Efficiency is reported through three proxy metrics: decoder network function evaluations (NFEs), encoder/global model NFEs, and an estimated memory bandwidth figure in GB derived from the number of parameters and the number of 16-bit forward passes. The research team has shown that these are surrogate metrics – converting NFE reductions into actual clock improvements requires greatly improved implementation of the heuristics, which the research team points to as the most important direction for future work.
Translation tasks benefit more from BLT-D across all block sizes. Coding tasks show greater sensitivity to block size: BLT-D-16 provides the largest efficiency gains but shows a noticeable drop in scores on HumanEval and MBPP. An additional notable result comes from the generational diversity analysis: when entropy-limited samples with higher p sampling are used when inferring, more non-functional elements in the decoder are associated with a higher token type ratio (a measure of lexical diversity). This means that the efficiency-diversity trade-off is tunable at inference time without any retraining.


Key takeaways
- BLT-D introduces separate block-level propagation in BLT’s local decoder, training with built-in next byte prediction and masked byte prediction loss to generate multiple bytes per forward pass instead of one by one
- BLT-S uses BLT’s lightweight decoder as a speculative formulation tool-no separate model, no architectural changes, no additional training-and produces output identical to standard BLT under greedy decoding.

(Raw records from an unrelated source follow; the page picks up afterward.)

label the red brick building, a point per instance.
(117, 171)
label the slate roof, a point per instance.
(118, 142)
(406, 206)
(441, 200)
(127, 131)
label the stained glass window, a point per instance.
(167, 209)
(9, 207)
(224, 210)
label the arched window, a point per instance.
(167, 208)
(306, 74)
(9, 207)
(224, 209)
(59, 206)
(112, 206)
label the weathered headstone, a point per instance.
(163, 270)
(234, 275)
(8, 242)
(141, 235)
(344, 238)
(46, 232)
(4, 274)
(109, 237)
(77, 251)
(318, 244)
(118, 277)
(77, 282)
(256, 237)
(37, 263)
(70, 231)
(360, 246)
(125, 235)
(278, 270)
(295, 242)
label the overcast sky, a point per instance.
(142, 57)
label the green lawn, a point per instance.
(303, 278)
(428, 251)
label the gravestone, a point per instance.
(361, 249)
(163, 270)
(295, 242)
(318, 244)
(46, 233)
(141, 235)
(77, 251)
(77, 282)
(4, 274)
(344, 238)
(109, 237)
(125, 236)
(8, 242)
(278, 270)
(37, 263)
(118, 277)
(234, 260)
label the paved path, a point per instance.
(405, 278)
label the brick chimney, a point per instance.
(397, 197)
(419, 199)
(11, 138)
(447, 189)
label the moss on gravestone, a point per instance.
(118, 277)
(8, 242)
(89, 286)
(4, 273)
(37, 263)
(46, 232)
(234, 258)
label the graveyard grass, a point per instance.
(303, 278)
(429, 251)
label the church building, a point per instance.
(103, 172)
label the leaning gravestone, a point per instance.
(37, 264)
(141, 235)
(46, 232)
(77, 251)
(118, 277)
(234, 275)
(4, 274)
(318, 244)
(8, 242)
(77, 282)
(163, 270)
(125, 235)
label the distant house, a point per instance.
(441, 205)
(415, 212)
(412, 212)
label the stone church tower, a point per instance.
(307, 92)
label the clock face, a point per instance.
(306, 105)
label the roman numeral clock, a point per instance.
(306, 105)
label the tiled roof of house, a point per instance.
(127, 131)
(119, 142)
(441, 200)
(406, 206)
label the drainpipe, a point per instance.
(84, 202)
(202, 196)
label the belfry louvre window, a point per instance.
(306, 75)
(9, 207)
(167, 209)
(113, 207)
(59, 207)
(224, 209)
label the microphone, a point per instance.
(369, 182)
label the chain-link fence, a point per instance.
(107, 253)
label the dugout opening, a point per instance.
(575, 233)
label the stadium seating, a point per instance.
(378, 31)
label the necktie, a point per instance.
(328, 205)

- BLT-DV combines the diffusion formulation with an autoregressive validation step using the same weights as the BLT-D model, recovering the quality lost in diffusion-only decoding without additional training.
- All approaches may achieve an estimated memory bandwidth cost of more than 50% less than BLT on generation tasks; BLT-D-16 may reach 87-92% reduction
- The autoregressive capability of BLT-D remains robust on probability-based benchmarks (ARC-Easy, ARC-Challenge, PIQA, HellaSwag, and MMLU), and its generation variability can be tuned at inference time via entropy-limited sampling thresholds.